The people of India have preserved the uniqueness in diversity, and that has become a way of life. It sends a strong message of secularism in India across the world.
Muslim hands play a greater role in Durga Puja as many Muslim artisans get engaged in making idols of Goddess Durga and the decorations.
In 2015 and 2016, Ganesh Chaturthi and Eid-ul-Fitr coincided on the same day, with people sending greetings for both the occasion together hoping that these coinciding festivals would fade away differences, if any.
Many a times, the major Hindu-Muslim festivals fall on consecutive days or within a gap of few days. So the people join hands to celebrate most of the Hindu and Muslim festivals together.
In March 2008, the Hindus, Muslims and Christians got a rare chance to celebrate festivals of their respective faiths together in March 21. Hindu festival of colours, Holi, Christian’s Good Friday marking the crucification of Jesus Christ and the birth of Prophet Mohammed who propagated Muslim religion fell on the same day.
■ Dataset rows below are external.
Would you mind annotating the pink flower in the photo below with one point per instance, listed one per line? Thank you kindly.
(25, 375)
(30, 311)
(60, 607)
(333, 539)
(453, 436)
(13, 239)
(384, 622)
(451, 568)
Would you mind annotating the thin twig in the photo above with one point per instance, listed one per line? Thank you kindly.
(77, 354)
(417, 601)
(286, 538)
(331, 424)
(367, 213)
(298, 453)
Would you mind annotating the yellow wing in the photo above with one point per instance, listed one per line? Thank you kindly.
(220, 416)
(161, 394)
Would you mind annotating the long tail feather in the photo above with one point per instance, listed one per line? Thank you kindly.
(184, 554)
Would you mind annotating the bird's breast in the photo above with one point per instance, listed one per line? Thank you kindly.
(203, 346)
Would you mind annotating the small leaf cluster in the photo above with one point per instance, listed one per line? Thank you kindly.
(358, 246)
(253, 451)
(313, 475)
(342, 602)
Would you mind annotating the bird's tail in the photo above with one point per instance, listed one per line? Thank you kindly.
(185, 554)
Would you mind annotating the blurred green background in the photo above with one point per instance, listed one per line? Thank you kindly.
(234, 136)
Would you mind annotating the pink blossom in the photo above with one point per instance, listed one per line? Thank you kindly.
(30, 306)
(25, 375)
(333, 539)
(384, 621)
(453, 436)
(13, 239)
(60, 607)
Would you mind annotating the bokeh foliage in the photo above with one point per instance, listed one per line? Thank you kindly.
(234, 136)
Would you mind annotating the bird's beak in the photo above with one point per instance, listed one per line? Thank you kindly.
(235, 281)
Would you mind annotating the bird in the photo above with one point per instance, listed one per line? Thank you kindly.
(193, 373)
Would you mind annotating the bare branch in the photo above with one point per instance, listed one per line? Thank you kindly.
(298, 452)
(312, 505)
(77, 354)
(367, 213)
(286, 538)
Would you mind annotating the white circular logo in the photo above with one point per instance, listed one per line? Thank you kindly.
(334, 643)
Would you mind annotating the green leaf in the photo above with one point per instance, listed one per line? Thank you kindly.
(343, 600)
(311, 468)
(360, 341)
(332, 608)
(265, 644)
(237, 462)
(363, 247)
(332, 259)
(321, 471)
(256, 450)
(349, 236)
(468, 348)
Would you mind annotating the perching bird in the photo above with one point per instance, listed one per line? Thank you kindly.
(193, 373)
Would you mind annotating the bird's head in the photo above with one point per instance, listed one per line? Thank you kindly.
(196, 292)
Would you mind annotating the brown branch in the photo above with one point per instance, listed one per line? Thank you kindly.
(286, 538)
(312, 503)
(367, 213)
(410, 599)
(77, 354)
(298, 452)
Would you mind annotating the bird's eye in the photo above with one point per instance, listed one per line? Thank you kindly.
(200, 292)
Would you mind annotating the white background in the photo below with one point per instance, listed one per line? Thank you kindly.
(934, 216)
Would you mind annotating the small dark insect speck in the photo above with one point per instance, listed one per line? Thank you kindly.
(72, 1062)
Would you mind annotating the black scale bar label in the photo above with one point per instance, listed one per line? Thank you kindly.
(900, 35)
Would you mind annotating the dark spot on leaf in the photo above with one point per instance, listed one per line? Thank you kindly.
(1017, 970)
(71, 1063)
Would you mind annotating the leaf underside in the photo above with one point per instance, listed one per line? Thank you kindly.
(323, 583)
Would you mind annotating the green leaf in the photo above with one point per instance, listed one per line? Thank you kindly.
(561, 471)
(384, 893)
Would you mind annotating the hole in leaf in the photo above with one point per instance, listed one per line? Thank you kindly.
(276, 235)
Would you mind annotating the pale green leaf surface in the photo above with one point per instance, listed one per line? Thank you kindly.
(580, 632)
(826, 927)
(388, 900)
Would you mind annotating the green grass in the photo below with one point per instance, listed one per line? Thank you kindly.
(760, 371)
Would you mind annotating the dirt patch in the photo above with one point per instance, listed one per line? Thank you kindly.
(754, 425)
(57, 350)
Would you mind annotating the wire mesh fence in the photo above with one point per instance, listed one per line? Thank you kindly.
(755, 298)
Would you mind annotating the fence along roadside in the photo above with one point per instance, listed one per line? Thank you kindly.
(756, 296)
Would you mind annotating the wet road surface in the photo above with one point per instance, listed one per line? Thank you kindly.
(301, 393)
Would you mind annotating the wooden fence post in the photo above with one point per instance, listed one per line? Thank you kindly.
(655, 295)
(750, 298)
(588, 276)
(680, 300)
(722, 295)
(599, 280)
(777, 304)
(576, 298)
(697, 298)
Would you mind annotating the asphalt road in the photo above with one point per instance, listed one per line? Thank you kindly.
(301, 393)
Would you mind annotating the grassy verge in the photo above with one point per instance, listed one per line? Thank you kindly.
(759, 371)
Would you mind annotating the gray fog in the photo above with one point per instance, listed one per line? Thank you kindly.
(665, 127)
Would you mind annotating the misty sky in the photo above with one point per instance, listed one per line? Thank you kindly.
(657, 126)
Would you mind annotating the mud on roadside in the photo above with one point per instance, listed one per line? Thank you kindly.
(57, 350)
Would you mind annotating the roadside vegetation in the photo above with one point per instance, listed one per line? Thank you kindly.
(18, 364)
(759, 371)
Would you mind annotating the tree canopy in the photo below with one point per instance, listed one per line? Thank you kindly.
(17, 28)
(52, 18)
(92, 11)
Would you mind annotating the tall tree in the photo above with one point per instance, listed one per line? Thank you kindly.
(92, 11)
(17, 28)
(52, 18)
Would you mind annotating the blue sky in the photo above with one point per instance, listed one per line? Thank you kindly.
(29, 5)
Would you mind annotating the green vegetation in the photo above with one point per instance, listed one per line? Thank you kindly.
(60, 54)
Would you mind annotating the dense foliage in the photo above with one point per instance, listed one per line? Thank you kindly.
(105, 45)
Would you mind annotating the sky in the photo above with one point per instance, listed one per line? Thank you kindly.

The Hindu calendar is lunar (or luni-solar), and as such, Hindu festivals don't fall on a fixed day of the Gregorian calendar. The Muslims follow the lunar calendar whereas the Christians follow the Gregorian calendar. But still, sometimes some major festivals come together to be celebrated enthusiastically by all people irrespective of their religions. It testimonies the real spirit of the Indian essence of secularism.